Oltretutto, vi erano due schieramenti politici in Roma, che a meno di commettere una evidente ed ingiusta forzatura storica, potremmo definire "partiti" (col discredito odierno di cui gode il termine, credo sotto ogni punto di vista migliore e più corretta la prima denominazione
): "optimates" e "populares".
I primi lottavano per mantenere ed estendere il ruolo e l'influenza del Senato nella vita pubblica romana, i secondi si ponevano come obiettivo il patrocinio dei diritti del popolo e la restituzione di dignità ed autorevolezza ai comizi ed alle assemblee della plebe.
Le cariche politiche dovevano essere esercitate - per costituzione (detta "mos maiorum", ovvero "costume dei padri") - collegialmente e gratuitamente. Dopo aver ricoperto un incarico, bisognava attendere un dato periodo di tempo per ripresentare la propria candidatura, almeno a partire da Silla.

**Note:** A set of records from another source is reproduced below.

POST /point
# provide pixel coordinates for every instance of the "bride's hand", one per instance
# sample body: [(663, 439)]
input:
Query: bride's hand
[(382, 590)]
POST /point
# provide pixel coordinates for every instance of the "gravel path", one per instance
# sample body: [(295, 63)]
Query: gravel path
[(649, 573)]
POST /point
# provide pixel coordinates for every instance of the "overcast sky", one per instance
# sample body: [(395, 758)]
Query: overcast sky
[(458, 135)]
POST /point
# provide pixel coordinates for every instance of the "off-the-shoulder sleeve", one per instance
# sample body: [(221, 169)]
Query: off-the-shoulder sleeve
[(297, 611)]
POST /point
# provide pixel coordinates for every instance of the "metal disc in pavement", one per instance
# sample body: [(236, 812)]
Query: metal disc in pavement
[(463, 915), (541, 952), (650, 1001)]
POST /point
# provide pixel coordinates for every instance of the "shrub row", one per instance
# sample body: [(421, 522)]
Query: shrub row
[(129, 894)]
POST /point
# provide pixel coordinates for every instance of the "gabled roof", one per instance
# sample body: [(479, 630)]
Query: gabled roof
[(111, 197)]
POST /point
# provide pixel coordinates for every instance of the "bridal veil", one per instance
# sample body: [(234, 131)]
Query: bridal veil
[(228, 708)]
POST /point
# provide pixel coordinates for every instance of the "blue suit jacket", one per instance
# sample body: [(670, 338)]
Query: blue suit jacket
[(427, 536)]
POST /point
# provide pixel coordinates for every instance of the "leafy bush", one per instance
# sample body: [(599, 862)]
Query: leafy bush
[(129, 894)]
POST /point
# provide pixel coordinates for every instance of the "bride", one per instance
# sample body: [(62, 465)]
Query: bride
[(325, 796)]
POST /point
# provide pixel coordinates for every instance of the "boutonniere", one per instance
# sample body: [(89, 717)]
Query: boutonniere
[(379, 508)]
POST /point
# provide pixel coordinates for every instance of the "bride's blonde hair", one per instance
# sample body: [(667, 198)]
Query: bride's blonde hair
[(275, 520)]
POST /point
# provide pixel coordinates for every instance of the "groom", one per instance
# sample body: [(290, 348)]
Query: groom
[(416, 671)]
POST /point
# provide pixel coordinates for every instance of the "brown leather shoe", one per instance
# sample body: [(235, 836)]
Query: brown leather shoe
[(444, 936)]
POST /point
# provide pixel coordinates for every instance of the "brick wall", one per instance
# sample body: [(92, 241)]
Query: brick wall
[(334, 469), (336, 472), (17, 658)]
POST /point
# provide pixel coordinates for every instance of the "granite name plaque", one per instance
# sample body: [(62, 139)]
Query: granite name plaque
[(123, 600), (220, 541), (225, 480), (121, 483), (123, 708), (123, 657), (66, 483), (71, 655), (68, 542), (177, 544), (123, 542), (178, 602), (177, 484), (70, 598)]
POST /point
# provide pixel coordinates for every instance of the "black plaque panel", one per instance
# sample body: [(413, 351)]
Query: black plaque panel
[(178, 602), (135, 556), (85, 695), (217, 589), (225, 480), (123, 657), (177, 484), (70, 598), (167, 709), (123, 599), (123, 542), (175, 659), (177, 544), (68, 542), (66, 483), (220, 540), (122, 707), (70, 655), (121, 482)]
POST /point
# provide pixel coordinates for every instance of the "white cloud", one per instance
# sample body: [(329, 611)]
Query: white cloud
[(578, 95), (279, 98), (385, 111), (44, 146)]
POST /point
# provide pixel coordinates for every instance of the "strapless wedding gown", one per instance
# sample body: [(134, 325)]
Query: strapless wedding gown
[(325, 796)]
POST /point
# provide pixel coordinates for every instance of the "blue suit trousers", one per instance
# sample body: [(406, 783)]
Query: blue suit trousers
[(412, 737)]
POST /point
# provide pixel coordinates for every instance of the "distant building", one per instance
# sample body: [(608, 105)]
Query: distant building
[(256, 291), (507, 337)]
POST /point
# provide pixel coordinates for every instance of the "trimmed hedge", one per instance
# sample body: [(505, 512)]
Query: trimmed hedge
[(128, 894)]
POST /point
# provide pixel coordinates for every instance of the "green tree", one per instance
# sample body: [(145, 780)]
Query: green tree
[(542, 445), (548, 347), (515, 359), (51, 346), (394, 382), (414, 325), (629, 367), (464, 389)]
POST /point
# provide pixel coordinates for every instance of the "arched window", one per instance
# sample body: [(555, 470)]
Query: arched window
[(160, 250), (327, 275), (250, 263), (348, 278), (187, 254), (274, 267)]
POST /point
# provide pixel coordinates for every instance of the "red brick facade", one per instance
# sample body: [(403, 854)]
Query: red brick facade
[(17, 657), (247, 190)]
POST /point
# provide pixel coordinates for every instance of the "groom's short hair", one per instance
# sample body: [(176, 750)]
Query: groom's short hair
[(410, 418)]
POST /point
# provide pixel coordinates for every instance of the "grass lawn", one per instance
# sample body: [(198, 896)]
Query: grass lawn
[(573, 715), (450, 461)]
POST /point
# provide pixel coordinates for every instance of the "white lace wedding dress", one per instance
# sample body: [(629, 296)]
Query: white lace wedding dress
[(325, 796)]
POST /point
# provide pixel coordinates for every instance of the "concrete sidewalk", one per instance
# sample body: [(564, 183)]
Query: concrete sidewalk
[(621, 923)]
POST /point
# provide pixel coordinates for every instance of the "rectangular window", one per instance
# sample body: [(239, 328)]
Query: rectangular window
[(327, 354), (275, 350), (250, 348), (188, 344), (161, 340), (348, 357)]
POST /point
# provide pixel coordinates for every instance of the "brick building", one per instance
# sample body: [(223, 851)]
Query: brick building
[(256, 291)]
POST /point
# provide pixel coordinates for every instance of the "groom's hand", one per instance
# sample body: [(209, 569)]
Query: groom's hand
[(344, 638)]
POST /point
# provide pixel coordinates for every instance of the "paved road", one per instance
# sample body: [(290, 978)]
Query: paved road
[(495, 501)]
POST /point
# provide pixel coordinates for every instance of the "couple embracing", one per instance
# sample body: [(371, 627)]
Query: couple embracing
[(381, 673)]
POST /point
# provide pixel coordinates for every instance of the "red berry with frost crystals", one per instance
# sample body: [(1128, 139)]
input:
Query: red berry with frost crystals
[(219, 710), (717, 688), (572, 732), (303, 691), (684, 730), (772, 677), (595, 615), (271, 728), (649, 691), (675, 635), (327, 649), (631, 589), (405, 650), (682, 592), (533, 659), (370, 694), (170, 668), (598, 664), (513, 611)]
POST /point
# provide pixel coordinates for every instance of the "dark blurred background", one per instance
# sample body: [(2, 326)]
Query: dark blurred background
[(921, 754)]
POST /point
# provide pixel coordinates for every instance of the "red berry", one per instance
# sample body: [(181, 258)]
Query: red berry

La temporaneità (la durata era annuale), la gratuità e la responsabilità politica erano le ulteriori caratteristiche d'ogni carica repubblicana.
L'unica che sfuggiva ai princìpi di collegialità, responsabilità (parzialmente) e elettività era la dittatura, che durava per massimo sei mesi ed era contraddistinta dall'esercizio del potere assoluto. Essa veniva conferita dai consoli, previa riunione plenaria del Senato.